In the beginning, they were known as die Dönermorde – the kebab murders. The victims had little in common, apart from immigrant backgrounds and the modest businesses they ran. The first to die was Enver Şimşek, a 38-year-old Turkish-German man who ran a flower-import company in the southern German town of Nuremberg. On 9 September 2000, he was shot inside his van by two gunmen, and died in hospital two days later. [...]
The killings occurred in seven different cities across Germany, and were often separated by months or years. This made it difficult to connect them, though no one expected it to take until 2006 for the authorities to grasp how they were related. [...]
From the very start, the investigation was riddled with basic errors and faulty assumptions. First, at least two of the murders took place at locations close to police stations, which should have made them unattractive sites for mafia executions. Then there was the problem of the two “Eastern-European-looking men” on bicycles whom eyewitnesses described leaving several of the crime scenes. More baffling still was a fact that surfaced during the investigation of Halit Yozgat’s killing: a German intelligence agent had been inside the cafe when the murder took place – something he later neglected to report. [...]
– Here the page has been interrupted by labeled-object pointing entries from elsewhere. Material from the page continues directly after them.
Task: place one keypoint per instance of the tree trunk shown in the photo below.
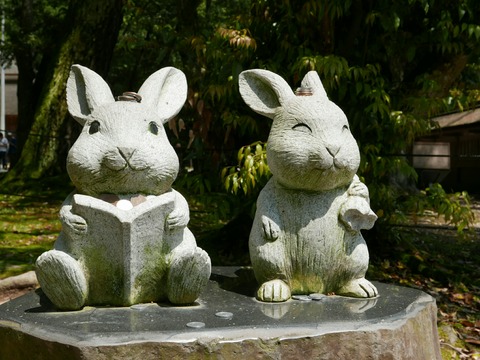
(90, 41)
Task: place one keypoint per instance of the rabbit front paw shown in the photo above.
(356, 214)
(274, 291)
(357, 188)
(76, 223)
(177, 219)
(271, 231)
(361, 288)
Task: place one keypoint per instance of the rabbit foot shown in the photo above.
(274, 291)
(359, 288)
(62, 280)
(189, 274)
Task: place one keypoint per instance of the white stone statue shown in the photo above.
(306, 232)
(124, 236)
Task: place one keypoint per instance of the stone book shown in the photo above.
(124, 250)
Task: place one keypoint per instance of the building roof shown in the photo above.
(458, 119)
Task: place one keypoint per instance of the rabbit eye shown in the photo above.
(94, 127)
(153, 128)
(302, 127)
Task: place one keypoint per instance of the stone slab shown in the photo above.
(227, 323)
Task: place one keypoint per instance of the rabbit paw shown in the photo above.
(188, 276)
(361, 288)
(274, 291)
(357, 188)
(76, 223)
(356, 214)
(177, 219)
(62, 280)
(271, 231)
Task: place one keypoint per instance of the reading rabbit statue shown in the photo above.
(306, 233)
(124, 237)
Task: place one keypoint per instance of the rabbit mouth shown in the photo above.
(123, 160)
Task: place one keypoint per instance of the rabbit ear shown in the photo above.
(165, 91)
(86, 90)
(264, 91)
(312, 80)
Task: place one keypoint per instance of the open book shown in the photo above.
(123, 251)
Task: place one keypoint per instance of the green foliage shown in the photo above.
(252, 171)
(391, 66)
(456, 208)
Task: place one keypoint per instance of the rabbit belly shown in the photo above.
(313, 251)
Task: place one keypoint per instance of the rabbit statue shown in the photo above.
(306, 236)
(124, 237)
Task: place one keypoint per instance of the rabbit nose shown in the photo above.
(126, 152)
(332, 149)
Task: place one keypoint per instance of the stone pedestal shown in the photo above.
(227, 323)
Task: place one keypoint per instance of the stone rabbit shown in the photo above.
(306, 233)
(124, 237)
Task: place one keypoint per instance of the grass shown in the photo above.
(431, 259)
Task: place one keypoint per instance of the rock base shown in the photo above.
(227, 323)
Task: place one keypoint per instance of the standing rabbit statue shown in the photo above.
(306, 233)
(124, 237)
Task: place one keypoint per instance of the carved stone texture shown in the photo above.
(124, 236)
(306, 234)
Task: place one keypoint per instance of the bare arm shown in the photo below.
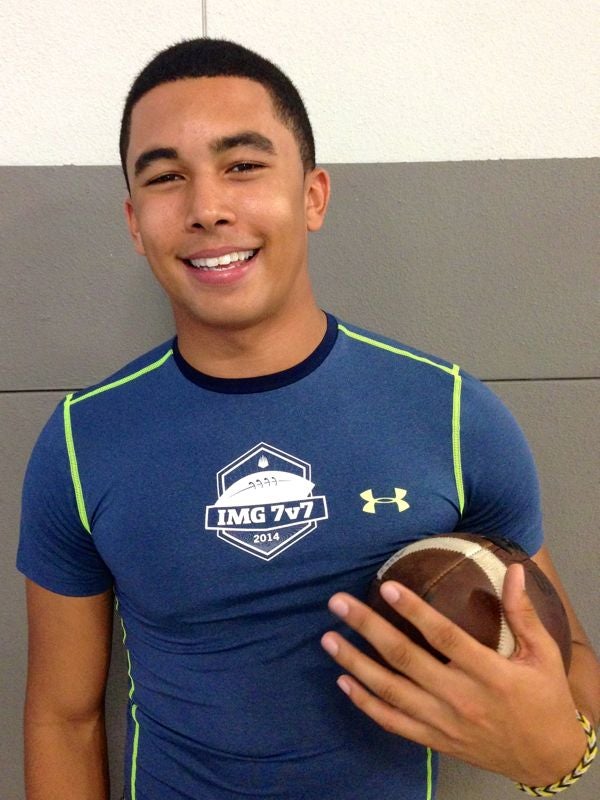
(69, 655)
(584, 673)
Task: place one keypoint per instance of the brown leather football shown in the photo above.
(461, 575)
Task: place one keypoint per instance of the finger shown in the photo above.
(528, 629)
(392, 645)
(392, 688)
(463, 650)
(390, 719)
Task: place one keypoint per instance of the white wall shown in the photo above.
(386, 80)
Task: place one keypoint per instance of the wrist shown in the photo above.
(590, 750)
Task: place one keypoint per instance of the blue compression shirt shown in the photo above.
(225, 513)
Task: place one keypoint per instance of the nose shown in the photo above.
(208, 204)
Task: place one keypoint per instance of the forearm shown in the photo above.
(66, 759)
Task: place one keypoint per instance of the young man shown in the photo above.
(221, 486)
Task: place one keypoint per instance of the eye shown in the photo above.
(245, 166)
(166, 178)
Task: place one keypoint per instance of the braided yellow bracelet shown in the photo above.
(590, 754)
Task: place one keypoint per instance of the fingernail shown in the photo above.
(390, 592)
(329, 644)
(339, 607)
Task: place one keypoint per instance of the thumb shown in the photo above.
(530, 634)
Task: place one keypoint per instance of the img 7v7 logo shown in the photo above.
(265, 518)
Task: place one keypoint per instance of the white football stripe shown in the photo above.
(486, 560)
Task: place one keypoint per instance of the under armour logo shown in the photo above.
(371, 502)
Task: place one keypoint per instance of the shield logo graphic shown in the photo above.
(265, 502)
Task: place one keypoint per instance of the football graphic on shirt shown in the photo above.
(265, 502)
(266, 487)
(461, 575)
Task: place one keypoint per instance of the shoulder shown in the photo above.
(142, 365)
(390, 352)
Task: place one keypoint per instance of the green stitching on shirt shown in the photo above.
(456, 454)
(73, 464)
(127, 378)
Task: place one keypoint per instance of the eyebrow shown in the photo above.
(221, 145)
(243, 139)
(148, 156)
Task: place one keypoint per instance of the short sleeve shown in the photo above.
(55, 550)
(500, 480)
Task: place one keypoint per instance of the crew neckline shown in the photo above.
(261, 383)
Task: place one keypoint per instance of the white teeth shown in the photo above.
(222, 261)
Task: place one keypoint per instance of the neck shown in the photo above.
(268, 346)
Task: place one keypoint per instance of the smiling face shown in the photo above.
(220, 205)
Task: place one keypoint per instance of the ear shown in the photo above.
(134, 228)
(317, 190)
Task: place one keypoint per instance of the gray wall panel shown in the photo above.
(490, 264)
(76, 301)
(560, 421)
(21, 417)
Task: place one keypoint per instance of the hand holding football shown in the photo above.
(461, 575)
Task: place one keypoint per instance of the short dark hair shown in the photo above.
(212, 58)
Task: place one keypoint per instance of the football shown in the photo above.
(461, 575)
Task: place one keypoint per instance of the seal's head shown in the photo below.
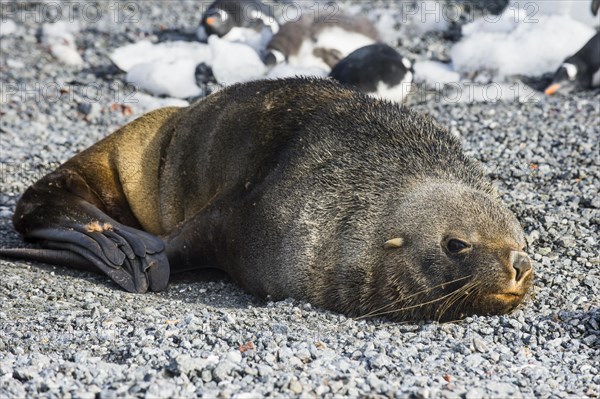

Before the fall of the Berlin Wall, to become a neo-Nazi in East Germany was a form of youthful rebellion against the state. What better way to antagonise communist elites than to parade around as their old enemy? After 1989 and the fall of the wall, neo-Nazism became a conduit for rage against the pieties – and the perceived humiliations and betrayals – of the newly unified Federal Republic of Germany. West Germany’s identity had long been bound up with its productivity and wealth in comparison to East Germany. Meanwhile, its politicians and intellectuals embraced what the country’s leading philosopher, Jürgen Habermas, called “Constitutional patriotism”. It would be an identity based on a shared commitment to ideas rather than one founded on blood. [...]
Still, despite its slow-moving procedures and its limited scope, the proceedings have provided a succession of strange revelations about the workings of the German state intelligence agency, known as the BfV, which have led to allegations that elements within the agency either turned a blind eye to the NSU murders or supported the group’s aims. [...]
The BfV has long been regarded as right-leaning: it was founded after the second world war by the Americans, who welcomed Nazis and former Gestapo members into its ranks. Its mission was to spy on and root out the KPD, as the German communist party was known, as well as members of the Social Democratic party. The first head of the organisation, Otto John, defected to East Germany in 1954, citing the overwhelming number of Nazis in the organisation. His successor was Hubert Schrübbers, a former member of the SS. Under Schrübbers’ supervision, the German communist party was finally banned in 1956, based on allegedly incriminating materials turned up by the BfV. Major German political parties – such as the Left party and the Greens – have long called for the abolition of the BfV.